После представления сироты и сопровождавшие их взрослые провели ночь в общежитии на улице Вишва-Ювак-Кендра — в дипломатическом анклаве, совсем недалеко от дома Тило (и Наги).

Когда Тило вернулась домой, Нага спал при включенном телевизоре. Тило выключила его и легла рядом с мужем. В ту ночь ей снилась извилистая дорога в пустыне, и Тило никак не могла понять, почему она такая извилистая. Она шла по этой дороге рядом с Мусой. Вдоль одной стороны дороги стояли припаркованные автобусы, а вдоль другой — товарные контейнеры. В каждом контейнере была дверь с проемом, занавешенным марлей. В некоторых проемах стояли проститутки, а в некоторых — солдаты. Высокие сомалийские солдаты. Из контейнеров выносили изуродованные тела, а внутрь заводили скованных цепями людей. Муса остановился поговорить с каким-то человеком в белых одеждах — видимо, со старым другом. Муса последовал за ним в контейнер, а Тило осталась ждать его на улице. Он очень долго не появлялся, и Тило заглянула в контейнер. Изнутри он был освещен красным светом. На кровати в углу контейнера мужчина и женщина занимались сексом. Увидела Тило и большой туалетный стол с зеркалом. Мусы в помещении не было, но Тило видела в зеркале его отражение. Он висел на руках под потолком и раскачивался из стороны в сторону. Все помещение было усеяно тальком. Тальком были присыпаны и подмышки Мусы.

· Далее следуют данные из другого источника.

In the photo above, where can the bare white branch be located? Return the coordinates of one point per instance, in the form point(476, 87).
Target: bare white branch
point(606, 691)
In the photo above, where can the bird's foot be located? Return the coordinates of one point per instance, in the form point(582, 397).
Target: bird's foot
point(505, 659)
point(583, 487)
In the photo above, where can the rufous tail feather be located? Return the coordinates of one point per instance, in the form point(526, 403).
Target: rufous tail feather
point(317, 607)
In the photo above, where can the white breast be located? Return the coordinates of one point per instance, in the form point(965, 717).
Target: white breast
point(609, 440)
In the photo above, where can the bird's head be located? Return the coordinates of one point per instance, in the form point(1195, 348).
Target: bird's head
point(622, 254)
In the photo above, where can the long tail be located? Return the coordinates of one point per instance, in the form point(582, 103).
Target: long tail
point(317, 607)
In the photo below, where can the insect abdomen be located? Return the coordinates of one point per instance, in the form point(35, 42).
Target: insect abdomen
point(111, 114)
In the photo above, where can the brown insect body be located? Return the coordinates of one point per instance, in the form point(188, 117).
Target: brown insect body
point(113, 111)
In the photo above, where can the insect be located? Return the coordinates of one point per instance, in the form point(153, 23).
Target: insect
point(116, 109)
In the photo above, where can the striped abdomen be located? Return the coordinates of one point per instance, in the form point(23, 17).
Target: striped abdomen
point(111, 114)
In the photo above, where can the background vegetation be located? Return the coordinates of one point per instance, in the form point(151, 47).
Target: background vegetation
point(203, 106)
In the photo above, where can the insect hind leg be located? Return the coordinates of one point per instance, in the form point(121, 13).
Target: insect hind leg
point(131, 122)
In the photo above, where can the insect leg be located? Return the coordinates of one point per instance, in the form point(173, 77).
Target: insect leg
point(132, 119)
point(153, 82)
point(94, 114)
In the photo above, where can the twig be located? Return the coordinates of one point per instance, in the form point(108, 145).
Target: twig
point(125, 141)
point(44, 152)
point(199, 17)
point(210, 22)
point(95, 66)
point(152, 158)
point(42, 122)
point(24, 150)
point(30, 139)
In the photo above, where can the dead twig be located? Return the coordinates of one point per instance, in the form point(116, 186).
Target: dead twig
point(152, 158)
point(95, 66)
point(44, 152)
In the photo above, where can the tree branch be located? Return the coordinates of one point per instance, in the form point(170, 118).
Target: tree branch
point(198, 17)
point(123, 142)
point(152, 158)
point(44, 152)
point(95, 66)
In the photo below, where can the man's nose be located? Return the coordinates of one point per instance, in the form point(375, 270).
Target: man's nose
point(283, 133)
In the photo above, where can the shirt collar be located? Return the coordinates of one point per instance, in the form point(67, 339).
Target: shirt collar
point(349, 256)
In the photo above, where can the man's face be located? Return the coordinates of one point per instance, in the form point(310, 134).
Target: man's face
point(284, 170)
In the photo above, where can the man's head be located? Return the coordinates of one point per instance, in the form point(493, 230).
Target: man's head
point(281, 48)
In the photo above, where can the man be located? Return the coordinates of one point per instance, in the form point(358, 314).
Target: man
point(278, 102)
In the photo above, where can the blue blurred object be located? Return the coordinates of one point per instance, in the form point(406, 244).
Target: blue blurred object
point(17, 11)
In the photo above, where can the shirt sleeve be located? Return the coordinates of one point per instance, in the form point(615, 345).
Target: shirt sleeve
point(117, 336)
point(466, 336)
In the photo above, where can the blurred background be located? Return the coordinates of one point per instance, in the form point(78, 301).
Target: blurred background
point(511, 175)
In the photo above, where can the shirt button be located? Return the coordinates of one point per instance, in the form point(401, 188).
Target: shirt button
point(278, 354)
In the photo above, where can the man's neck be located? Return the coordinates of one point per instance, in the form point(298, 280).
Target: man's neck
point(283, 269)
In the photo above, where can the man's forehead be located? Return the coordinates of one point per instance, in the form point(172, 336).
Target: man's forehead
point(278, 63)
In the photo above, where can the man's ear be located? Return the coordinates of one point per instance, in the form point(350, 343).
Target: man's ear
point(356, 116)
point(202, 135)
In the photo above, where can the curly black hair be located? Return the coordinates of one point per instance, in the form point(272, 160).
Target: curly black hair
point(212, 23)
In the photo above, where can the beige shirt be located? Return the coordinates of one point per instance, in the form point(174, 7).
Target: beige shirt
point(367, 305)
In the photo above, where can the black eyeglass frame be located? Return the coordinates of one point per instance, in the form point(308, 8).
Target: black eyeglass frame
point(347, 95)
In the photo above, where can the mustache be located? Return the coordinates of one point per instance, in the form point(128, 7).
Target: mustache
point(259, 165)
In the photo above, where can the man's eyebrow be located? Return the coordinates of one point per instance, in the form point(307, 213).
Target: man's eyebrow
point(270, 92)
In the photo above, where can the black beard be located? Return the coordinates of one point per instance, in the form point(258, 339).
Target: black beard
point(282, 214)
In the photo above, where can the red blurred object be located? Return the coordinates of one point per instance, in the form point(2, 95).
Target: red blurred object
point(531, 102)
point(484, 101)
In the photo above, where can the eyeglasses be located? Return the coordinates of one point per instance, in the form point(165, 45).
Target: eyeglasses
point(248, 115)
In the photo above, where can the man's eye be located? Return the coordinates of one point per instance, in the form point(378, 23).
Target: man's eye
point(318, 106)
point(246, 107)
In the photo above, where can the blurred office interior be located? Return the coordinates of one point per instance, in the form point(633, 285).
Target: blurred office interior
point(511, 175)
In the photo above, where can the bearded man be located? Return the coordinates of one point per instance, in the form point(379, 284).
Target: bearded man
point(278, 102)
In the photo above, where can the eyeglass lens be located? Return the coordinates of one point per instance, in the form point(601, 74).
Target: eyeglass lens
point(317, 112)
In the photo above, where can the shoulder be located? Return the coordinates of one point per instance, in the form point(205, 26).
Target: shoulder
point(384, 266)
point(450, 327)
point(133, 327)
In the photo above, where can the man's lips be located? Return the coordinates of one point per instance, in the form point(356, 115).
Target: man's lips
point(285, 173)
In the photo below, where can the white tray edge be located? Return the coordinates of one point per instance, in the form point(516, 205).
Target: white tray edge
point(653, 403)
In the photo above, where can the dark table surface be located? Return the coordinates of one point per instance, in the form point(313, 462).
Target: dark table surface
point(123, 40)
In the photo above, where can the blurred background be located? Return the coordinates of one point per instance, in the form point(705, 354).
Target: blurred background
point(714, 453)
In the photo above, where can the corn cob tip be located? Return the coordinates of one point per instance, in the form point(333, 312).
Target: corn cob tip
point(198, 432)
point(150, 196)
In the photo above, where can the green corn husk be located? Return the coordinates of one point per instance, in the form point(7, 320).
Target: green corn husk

Тило проснулась, недоумевая, как ей могло все это привидеться. Она долго смотрела на Нагу, чувствуя нечто отдаленно похожее на любовь, но не поняла этого и не стала ничего делать.

* * *

Она подсчитала, что прошло тридцать лет с тех пор, как все они — Нага, Гарсон Хобарт, Муса и она — познакомились на репетициях спектакля «Норман, это ты?». С тех пор они продолжали, как заколдованные, кружиться друг возле друга в странном танце.